Whether you’re a leading enterprise or an ambitious startup, your path to growth from this year onward is clear: get quality data and use it to drive your decisions and operations.
By 2025, it’s estimated that 463 exabytes of data will be created each day. In other words, four hundred sixty-three billion gigabytes every day! Finance and fintech won’t be the largest contributors to these numbers (most of it will probably be video data on social media), but there’s something special about financial data. Much like healthcare data, financial data is extremely sensitive and under constant threat of attack by hackers.
Any cybersecurity specialist will tell you that you can’t keep all of your data safe all the time. There are vulnerabilities in systems, weaknesses in networks, and bugs that take years to unearth themselves.

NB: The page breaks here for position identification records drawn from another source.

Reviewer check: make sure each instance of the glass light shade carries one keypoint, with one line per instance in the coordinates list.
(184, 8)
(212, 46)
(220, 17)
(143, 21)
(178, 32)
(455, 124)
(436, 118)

For example, content delivery network Fastly recently experienced a bug that brought down a big chunk of their infrastructure, and it was caused by one user doing a standard configuration option (it’s the same as if you clicked “Publish” on a new article in WordPress and caused all WordPress sites to crash).
This is something that simply can’t happen when users rely on your system to pay rent, trade stocks online, or manage personal finances.

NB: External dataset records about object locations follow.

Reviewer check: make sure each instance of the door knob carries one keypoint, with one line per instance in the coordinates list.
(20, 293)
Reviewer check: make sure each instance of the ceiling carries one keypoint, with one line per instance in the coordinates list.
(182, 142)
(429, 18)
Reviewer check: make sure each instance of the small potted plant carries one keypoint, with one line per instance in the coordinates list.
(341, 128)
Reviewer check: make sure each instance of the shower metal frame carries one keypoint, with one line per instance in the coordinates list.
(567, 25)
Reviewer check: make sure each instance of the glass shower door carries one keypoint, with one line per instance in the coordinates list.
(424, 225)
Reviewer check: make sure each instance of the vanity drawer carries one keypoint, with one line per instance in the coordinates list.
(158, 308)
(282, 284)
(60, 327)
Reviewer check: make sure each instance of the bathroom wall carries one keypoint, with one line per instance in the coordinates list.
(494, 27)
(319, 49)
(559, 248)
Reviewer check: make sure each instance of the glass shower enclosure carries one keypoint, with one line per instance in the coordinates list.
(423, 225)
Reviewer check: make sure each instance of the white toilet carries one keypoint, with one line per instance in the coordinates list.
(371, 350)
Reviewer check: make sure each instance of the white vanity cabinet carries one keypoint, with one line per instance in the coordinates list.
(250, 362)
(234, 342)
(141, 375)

Security and compliance need to be a priority from the start for fintech startups as well as finance incumbents.
Startups, in particular, can experience a whole world of trouble (and huge fines) when they don’t take security and compliance seriously. Once you run into these issues, especially when your company is in a crucial growth stage, it’s very difficult to bounce back. Very few fintechs will have as much luck as Robinhood, which just had a successful IPO despite the recent regulatory scrutiny and the more than $100 million it’s been fined so far.

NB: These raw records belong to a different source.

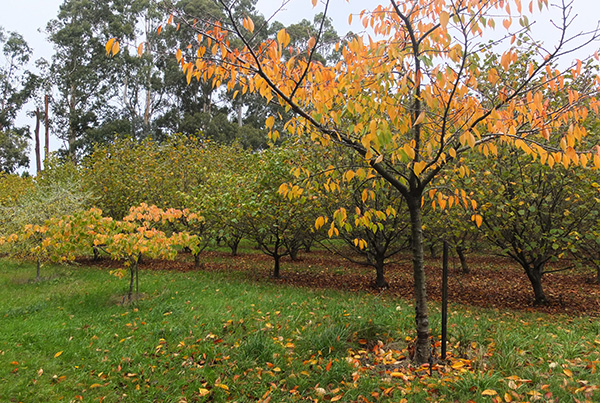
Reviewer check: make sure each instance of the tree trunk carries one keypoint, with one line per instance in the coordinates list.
(240, 115)
(137, 282)
(460, 251)
(535, 277)
(380, 270)
(233, 243)
(276, 267)
(294, 251)
(38, 155)
(72, 133)
(132, 272)
(432, 251)
(422, 348)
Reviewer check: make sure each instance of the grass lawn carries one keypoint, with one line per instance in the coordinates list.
(200, 336)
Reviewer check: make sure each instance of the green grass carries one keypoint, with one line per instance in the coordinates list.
(215, 337)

Robinhood is a unicorn and it doesn’t operate in the same environment as your company or ours. In our world, regulatory fines destroy budgets and security issues destroy businesses. So if you want to drive toward growth on a relatively smooth road, you need to take the right exit off the startup highway early on. Cybersecurity and compliance need to be your priorities from the moment you start working on a new project.
This is mostly a managerial issue, not a technical one. Driven by the pressure of investors, project stakeholders, and competitors breathing down your neck, it can be difficult to make hard choices. Investing in security and compliance early on is definitely a hard choice, but a necessary one in finance and fintech.
Having a proper budget for security and compliance from the ideation and prototyping stage onward will enable your team to build a solid foundation for your product to grow. If you don’t do it early on, you’re going to have to implement new security when your project is bigger, and it’s going to be a much more difficult and complex process.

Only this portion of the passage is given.